Using ‘cancel culture’ as a tactic in politics

By: Amit Roy

EVERYONE knows that the easiest way to win an election is to “encourage” the opposition candidate to stand down.

In Pakistan, Imran Khan has been cancelled by the army. He should have known those who live by the army die by the army.

He has been given a three-year jail sentence, allegedly for flogging state gifts. This seems like a trick to ensure he does not stand in the forthcoming general election. At least, he is luckier than Zulfikar Ali Bhutto, who was hanged by General Zia-ul Haq.

The first time I came across this practice of disqualifying the opposition was in Iran. An organisation, called “the Guardian Council”, controlled by the country’s supreme leader (first, Ayatollah Ruhollah Khomeini, and then Ali Hosseini Khamenei), vetted the candidates’ list and simply crossed out those deemed insufficiently “Islamic”.

In India, the Congress leader Rahul Gandhi was disqualified as an MP and rendered ineligible to stand in next year’s general election after a court in Gujarat gave him a two-year prison term for saying rude things about Narendra Modi’s surname.

LEAD Amit 1 Rahul Gandhi
Rahul Gandhi

Last week the Supreme Court suspended his conviction, so it’s possible he will be able to fight in the 2024 election, after all.

Meanwhile, in Russia, Alexei Navalny, considered president Vladimir Putin’s principal adversary, has had his jail term extended to 19 years.

Many people think that the former US president Donald Trump should be in jail, but the more indictments he gets, the more popular he seems to become with his Republican supporters.

But then American democracy and the way the country elects its president defy logic.

Each of these cases – Imran, Rahul, Navalny and Trump – is different, but what is going on in Pakistan is of particular concern to British Asians.

Last weekend, the Sunday Times (6) called Pakistan “one of the most dangerous, violent and corrupt countries on earth”.

The irony of Imran’s predicament is he is no democrat. He was soft on the Taliban and used the army to get to power.

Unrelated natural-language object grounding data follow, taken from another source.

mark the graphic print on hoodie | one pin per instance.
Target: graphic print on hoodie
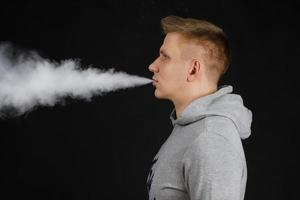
(203, 157)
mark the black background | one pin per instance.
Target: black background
(103, 149)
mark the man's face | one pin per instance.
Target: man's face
(169, 68)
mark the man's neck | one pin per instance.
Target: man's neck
(180, 105)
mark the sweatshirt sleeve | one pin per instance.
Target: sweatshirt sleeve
(212, 169)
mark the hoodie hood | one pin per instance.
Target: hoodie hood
(222, 103)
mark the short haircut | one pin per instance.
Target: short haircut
(206, 34)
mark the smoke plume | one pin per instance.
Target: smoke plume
(28, 80)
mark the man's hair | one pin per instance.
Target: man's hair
(209, 36)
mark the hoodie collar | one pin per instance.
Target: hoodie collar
(222, 103)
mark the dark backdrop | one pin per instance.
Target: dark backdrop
(103, 149)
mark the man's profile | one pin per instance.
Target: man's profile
(203, 158)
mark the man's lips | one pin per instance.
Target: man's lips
(154, 81)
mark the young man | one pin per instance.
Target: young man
(203, 158)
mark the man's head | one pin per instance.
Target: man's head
(195, 53)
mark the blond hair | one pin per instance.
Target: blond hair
(209, 36)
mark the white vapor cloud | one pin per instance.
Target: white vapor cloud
(28, 80)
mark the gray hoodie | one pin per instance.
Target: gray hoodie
(203, 158)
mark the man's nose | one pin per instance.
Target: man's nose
(153, 67)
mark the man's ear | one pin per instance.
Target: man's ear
(194, 70)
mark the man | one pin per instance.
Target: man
(203, 158)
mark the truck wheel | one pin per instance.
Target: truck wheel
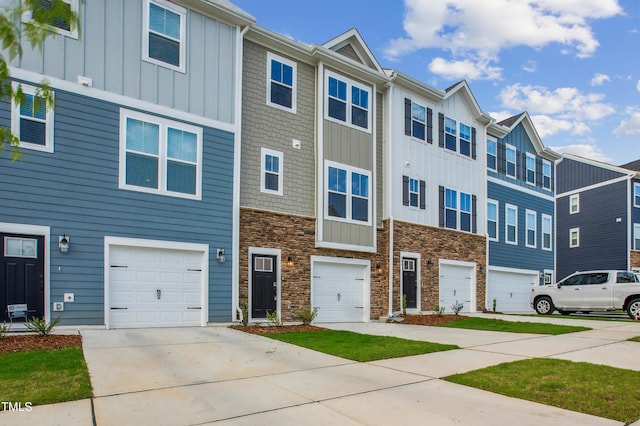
(544, 305)
(633, 308)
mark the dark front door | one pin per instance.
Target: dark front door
(264, 286)
(21, 273)
(410, 282)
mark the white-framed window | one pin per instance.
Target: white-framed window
(547, 223)
(271, 171)
(59, 24)
(531, 169)
(511, 224)
(510, 170)
(348, 192)
(532, 228)
(31, 121)
(348, 102)
(164, 34)
(574, 237)
(160, 156)
(546, 174)
(492, 220)
(281, 86)
(492, 154)
(574, 204)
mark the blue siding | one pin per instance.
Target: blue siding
(75, 192)
(603, 241)
(519, 256)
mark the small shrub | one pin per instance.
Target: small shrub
(307, 315)
(274, 319)
(40, 326)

The real problem is 76 years after Muhammad Ali Jinnah forced the partition of India and demanded a safe homeland for Muslims, the military are entrenched in Pakistan. This is not the country Jinnah had envisaged. Even in Africa, the army has been told to return to barracks after the coup in Niger by other countries on the continent. But no one seems capable of doing the same in Pakistan.

And that is the cancer that needs to be cut out.